Book Nerd: Library Chicken Weekly Scoreboard (10.10.17)

Welcome to the weekly round-up of what the BookNerd is reading and how many points I scored (or lost) in Library Chicken. To recap, you get a point for returning a library book that you’ve read, you lose a point for returning a book unread, and while returning a book past the due date is technically legal, you do lose half a point. If you want to play along, leave your score in the comments!

Man, Library Chicken gets a lot harder when I actually have a job and people expect me to do things. I’m going to have to give up sleeping (since I’ve already given up housework and interacting with the family) if I’m ever going to make it through the giant stack of library books next to the bed.

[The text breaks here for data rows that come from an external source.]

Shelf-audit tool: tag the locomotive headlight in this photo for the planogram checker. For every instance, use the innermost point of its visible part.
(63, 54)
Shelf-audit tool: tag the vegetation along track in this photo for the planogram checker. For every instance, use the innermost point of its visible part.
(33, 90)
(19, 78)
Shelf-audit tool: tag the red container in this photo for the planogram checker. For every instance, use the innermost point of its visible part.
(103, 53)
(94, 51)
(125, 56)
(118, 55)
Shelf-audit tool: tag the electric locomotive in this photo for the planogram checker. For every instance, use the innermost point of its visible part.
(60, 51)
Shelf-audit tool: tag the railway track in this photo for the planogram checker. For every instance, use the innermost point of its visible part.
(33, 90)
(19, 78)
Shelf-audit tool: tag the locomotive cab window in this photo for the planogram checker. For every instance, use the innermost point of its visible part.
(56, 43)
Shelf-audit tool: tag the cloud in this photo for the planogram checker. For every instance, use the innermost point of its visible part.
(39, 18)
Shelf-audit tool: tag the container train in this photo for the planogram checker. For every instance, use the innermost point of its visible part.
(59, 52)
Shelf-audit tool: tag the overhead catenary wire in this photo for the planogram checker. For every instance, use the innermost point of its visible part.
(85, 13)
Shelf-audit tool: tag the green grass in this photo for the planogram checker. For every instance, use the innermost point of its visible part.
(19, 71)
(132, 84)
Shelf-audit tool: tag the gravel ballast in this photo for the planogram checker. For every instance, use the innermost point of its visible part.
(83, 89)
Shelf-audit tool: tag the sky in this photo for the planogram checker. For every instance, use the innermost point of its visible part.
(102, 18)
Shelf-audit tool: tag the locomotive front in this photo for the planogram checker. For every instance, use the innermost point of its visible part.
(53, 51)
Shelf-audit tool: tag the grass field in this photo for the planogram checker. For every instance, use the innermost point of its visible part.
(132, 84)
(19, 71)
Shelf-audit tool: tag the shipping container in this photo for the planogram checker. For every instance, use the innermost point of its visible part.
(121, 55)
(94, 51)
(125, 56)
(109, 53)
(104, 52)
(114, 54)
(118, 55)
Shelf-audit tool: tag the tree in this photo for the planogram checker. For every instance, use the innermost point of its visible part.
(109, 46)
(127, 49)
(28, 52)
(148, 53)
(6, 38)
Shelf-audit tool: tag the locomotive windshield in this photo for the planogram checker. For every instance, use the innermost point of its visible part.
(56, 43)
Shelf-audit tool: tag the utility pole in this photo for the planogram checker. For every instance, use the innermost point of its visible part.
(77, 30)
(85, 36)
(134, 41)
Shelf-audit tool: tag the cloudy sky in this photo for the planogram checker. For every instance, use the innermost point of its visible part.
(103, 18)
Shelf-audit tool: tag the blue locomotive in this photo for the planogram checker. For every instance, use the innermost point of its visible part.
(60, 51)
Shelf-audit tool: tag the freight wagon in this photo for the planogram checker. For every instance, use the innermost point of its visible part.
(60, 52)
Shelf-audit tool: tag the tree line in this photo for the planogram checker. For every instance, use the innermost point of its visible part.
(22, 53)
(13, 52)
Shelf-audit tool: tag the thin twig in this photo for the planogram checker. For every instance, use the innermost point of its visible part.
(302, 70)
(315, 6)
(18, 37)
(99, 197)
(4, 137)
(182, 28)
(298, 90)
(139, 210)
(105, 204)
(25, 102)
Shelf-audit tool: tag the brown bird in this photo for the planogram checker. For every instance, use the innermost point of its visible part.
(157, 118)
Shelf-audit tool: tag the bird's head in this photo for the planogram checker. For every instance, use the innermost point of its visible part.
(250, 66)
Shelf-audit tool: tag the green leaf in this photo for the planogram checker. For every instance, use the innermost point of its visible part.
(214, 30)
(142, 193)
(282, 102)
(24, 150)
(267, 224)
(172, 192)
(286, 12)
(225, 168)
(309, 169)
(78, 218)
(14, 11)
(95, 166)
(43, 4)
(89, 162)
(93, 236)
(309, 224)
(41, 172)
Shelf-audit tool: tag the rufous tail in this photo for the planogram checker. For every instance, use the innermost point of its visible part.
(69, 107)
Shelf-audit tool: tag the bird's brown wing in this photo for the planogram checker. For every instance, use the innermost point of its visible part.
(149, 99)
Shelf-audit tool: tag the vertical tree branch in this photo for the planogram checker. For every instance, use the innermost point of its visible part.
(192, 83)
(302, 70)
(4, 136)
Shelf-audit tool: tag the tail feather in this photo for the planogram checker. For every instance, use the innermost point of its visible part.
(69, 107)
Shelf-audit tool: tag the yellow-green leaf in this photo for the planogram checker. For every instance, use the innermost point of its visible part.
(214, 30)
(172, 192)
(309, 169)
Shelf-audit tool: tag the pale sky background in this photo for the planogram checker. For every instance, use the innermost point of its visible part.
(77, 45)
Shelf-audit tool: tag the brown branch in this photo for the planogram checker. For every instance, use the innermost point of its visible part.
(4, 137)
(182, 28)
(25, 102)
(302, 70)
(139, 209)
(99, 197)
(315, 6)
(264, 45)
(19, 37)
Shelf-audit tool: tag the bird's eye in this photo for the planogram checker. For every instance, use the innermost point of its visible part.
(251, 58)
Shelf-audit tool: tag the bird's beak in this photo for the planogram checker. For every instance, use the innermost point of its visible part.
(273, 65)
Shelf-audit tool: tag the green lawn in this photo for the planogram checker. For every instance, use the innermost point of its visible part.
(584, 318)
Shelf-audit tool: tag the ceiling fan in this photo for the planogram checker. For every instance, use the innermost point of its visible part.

Rest You Merry by Charlotte MacLeod

Granted, it isn’t time to break out the holiday reading just yet, but I enjoyed this murder mystery with sleuth Peter Shandy (professor and radish expert), set on a college campus that goes way overboard with the Christmas decorations. There are several more Peter Shandy mysteries, so it looks like I’ve got another series to keep up with.
(LC Score: +1)


Deathless by Catherynne M. Valente

Valente is at the top of my list of “amazing authors that distressingly few people seem to have heard of.” If you haven’t read her Fairyland series (beginning with The Girl Who Circumnavigated Fairyland in a Ship of Her Own Making), you should do so immediately and then share with all the young people in your immediate vicinity. Deathless is another fairy tale of sorts, a retelling of the Russian story of Koschei the Deathless, set in the early days of the Soviet Union. It is wonderful and weird and much more adult than the Fairyland series (meaning I wouldn’t necessarily pass it along to younger fans). With Valente I never know if I should be upset that I didn’t hear about her sooner, or grateful that I can look forward to reading all of her books that I haven’t gotten to yet.
(LC Score: +1)


Hawthorne: A Life by Brenda Wineapple

One of my favorite Alcott-adjacent biographies so far, which was a bit of a surprise given the subject matter. Nathaniel Hawthorne was the grumpy loner in the Concord set (when he wasn’t using his political connections, including best friend President Franklin Pierce, to get government work), but Wineapple’s biography is entertaining and engaging, with just the right amount of quiet snark.
(LC Score: +1)



How to Read Novels Like a Professor by Thomas C. Foster

Follow-up to Foster’s How to Read Literature. Amy said I probably didn’t need to read this one once I’d read the first one, but WHATEVER, AMY, YOU ARE NOT THE BOSS OF ME. (Except, actually, in those circumstances where you are.) I thought it was worth reading for this comment (on T.S. Eliot and symbolism): “I believe that when very young, Eliot was badly frightened by a double meaning, hence his determination to exert absolute authorial control,” but maybe that’s just me.
(LC Score: +1)

And as I may have hinted above, the RETURNED UNREAD (AND OCCASIONALLY OVERDUE) count keeps going up. Sigh.
(LC Score: -6 ½)

Library Chicken Score for 10/10/17: -2 ½ 

Running Score: 102 ½ 


On the to-read/still-reading stack for next week:

  • Radiance by Catherynne Valente (just give me all the Valente books)
  • Blindspot by Jane Kamensky and Jill Lepore (American Revolutionary era hijinks co-written by one of my favorite historians) 
  • The Luck Runs Out by Charlotte MacLeod (Peter Shandy mystery #2)
  • Emerson: The Mind on Fire by Robert D. Richardson (have I mentioned that the Alcotts had a LOT of famous neighbors?)